Now, at the end of the XX Century and the beginning of the XXI, several very generous philanthropic organizations are willing to provide ample funding to avert maternal death and disability by improving women's access to emergency obstetric care in Asia, Africa, and South America.

Let me compare an emergency obstetric care unit to a modern fire station with adequate technologies and firemen whose only task is to put out rapidly and efficiently all kinds of fires. Should that be our main objective or rather to study, analyze and expose what is causing so many fires all around us and fight their causes to reduce and possibly eliminate all fires ?

The ideal situation for a perfectly equipped and staffed fire station is never to have to go into action, to be ready to face the most disastrous fires, but to be idle most of the time thanks to intelligent preventive policies. True progress shall be judged, not by the expertise of these fire stations in their capacity to put out fires, but by the very few times they have to go into full action, ... or is it not ?

On the other hand, accepting the fact that some investment on building and maintenance of fire stations is necessary, what sort of investment is being dedicated to create the right atmosphere with the correct policies to prevent so many fires ? Have we not and still are we not putting the horses behind the carriage ? Is First World logic, mentality and expertise useful in solving Third World main problems ? Are maternal and infant mortality just two technical challenges ?

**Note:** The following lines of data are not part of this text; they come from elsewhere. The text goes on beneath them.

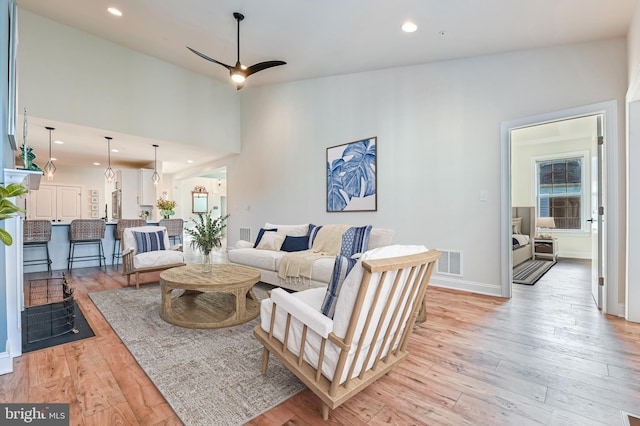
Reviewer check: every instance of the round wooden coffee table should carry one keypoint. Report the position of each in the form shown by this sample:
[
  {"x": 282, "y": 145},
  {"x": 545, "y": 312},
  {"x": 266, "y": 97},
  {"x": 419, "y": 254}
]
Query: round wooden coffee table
[{"x": 222, "y": 298}]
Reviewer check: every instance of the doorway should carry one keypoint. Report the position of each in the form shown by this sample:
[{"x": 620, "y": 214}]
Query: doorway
[
  {"x": 554, "y": 172},
  {"x": 538, "y": 134}
]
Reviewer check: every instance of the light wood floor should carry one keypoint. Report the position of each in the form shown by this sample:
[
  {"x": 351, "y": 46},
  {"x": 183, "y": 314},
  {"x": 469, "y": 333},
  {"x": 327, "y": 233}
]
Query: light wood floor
[{"x": 547, "y": 356}]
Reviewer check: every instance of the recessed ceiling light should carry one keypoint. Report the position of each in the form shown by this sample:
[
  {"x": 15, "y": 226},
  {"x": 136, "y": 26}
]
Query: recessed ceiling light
[
  {"x": 114, "y": 11},
  {"x": 409, "y": 27}
]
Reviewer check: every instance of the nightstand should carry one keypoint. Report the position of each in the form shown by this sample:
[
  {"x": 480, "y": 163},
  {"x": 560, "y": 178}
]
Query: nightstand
[{"x": 545, "y": 249}]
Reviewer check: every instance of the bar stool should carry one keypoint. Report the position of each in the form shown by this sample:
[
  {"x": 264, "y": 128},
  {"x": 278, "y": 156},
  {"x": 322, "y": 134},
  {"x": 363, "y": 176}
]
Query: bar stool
[
  {"x": 117, "y": 236},
  {"x": 37, "y": 234},
  {"x": 86, "y": 232},
  {"x": 174, "y": 228}
]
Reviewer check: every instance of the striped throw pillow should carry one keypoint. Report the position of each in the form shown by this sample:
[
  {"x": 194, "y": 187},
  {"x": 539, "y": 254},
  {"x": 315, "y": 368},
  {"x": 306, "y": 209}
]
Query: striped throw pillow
[{"x": 149, "y": 241}]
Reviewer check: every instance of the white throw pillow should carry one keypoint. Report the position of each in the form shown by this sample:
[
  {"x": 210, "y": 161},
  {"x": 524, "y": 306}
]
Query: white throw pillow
[
  {"x": 271, "y": 240},
  {"x": 295, "y": 230}
]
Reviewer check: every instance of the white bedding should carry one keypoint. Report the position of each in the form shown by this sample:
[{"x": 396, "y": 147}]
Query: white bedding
[{"x": 522, "y": 239}]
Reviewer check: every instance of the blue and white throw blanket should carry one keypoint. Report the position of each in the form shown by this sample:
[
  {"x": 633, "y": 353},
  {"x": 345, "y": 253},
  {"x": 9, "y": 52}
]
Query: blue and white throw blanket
[{"x": 354, "y": 241}]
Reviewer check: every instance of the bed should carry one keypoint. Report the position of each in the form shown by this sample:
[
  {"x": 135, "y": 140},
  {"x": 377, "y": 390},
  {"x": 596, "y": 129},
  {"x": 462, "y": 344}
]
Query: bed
[{"x": 523, "y": 230}]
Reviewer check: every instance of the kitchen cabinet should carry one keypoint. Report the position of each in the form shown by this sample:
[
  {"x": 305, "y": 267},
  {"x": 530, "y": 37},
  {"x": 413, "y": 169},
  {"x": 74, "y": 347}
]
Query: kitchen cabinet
[
  {"x": 146, "y": 188},
  {"x": 58, "y": 203}
]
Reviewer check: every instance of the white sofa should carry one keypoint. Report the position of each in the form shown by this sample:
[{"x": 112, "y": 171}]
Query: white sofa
[{"x": 268, "y": 261}]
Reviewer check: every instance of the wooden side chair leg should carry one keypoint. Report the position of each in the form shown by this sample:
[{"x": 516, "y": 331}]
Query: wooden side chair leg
[
  {"x": 325, "y": 411},
  {"x": 265, "y": 360}
]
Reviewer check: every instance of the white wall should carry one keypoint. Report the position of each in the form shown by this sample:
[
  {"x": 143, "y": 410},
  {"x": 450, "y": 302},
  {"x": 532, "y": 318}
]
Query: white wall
[
  {"x": 71, "y": 76},
  {"x": 438, "y": 144},
  {"x": 215, "y": 188},
  {"x": 632, "y": 274}
]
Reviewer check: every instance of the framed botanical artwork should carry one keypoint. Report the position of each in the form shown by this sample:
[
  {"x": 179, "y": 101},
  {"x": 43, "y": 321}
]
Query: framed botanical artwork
[{"x": 352, "y": 177}]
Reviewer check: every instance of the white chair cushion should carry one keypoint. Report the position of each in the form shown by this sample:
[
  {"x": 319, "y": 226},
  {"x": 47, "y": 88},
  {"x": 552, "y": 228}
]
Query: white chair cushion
[
  {"x": 261, "y": 259},
  {"x": 157, "y": 258},
  {"x": 380, "y": 237}
]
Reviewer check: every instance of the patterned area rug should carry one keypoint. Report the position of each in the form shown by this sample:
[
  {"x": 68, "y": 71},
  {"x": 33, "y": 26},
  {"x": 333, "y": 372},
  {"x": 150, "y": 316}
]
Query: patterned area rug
[
  {"x": 530, "y": 271},
  {"x": 207, "y": 376}
]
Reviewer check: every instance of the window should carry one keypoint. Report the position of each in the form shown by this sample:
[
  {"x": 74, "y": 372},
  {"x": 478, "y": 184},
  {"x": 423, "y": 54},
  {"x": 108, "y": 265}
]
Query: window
[{"x": 560, "y": 191}]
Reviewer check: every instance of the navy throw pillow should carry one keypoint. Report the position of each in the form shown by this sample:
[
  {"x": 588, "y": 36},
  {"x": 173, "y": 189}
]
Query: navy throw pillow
[
  {"x": 295, "y": 243},
  {"x": 260, "y": 234}
]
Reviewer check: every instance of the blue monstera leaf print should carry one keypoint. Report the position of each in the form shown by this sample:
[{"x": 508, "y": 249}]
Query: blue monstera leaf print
[
  {"x": 336, "y": 200},
  {"x": 359, "y": 169}
]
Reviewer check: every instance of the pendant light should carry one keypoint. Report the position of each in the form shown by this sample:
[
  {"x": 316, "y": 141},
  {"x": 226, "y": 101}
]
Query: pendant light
[
  {"x": 155, "y": 177},
  {"x": 109, "y": 173},
  {"x": 49, "y": 168}
]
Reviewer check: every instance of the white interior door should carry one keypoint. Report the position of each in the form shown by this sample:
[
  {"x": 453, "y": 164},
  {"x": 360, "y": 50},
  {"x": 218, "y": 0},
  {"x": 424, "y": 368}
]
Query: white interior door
[{"x": 597, "y": 217}]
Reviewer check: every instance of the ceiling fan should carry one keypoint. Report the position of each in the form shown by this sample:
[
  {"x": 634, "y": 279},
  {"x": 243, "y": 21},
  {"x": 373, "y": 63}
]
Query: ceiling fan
[{"x": 239, "y": 72}]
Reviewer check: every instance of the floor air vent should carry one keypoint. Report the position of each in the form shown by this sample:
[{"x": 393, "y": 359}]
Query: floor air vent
[
  {"x": 450, "y": 263},
  {"x": 245, "y": 234}
]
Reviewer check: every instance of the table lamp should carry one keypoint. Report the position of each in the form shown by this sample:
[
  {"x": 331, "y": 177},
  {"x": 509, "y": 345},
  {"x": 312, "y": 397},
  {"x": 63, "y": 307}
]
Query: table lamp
[{"x": 545, "y": 223}]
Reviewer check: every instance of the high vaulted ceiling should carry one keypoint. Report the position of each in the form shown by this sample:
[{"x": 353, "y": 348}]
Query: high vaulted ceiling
[{"x": 331, "y": 37}]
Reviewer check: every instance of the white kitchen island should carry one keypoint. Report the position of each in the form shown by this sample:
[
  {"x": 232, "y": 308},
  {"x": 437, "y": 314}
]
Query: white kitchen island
[{"x": 59, "y": 249}]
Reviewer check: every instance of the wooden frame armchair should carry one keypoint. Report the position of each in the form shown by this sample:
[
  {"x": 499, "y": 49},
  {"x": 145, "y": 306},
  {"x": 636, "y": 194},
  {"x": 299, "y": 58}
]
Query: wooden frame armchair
[
  {"x": 155, "y": 256},
  {"x": 375, "y": 312}
]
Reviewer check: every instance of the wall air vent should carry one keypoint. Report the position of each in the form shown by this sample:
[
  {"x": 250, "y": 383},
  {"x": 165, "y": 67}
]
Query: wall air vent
[
  {"x": 450, "y": 263},
  {"x": 245, "y": 234}
]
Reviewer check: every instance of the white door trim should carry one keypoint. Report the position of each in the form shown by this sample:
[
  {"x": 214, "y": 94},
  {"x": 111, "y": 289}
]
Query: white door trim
[{"x": 612, "y": 201}]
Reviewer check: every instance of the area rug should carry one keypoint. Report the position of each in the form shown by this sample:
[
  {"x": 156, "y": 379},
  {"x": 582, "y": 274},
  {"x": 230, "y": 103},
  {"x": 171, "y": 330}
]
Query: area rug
[
  {"x": 207, "y": 376},
  {"x": 530, "y": 271}
]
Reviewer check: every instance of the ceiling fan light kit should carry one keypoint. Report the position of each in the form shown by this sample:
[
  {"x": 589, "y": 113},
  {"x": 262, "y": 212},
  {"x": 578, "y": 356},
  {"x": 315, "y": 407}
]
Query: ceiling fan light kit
[{"x": 239, "y": 72}]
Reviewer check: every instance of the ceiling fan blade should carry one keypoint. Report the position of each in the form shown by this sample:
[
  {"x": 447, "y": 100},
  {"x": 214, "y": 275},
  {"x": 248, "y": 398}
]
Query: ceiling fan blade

Some diseases may express a compensated or a decompensated stage resulting from natural homeostatic reactions or due to adequate prophylactic or therapeutic interventions. Typical examples are cardiac problems, diabetic conditions, some infectious diseases, immunologic processes, etc.

The transit from compensation to decompensation implies a worsening of the basic condition, but it also rises the possibility of a reverse movement, from decompensation to compensation, meaning that some pathological changes may be partially or even completely reversible.

These concepts are essential for therapeutic decisions and for the correct understanding of potentially paradoxical physiopathological data. The immediate goal of a wise medical intervention could only be to achieve a reasonable compensated and stable stage, where more direct and complete therapeutic measures could be taken. Once this stable compensated stage is reached, the issue of reversibility should be addressed. How truly reversible is the whole situation or is it just a therapeutic illusion?

Hence, when facing a pre-eclamptic syndrome of a given severity the questions; is it compensated or not?, how stable this compensation seems to be?, how reversible and for how long?, is it compensated and reversible in all affected territories or only in some?, how can we assert and monitor such compensation and reversibility?, should be resolved to design the most rational therapeutic program that includes of course the timing and route of delivery.

Are these concepts really fundamental or just academic exercises?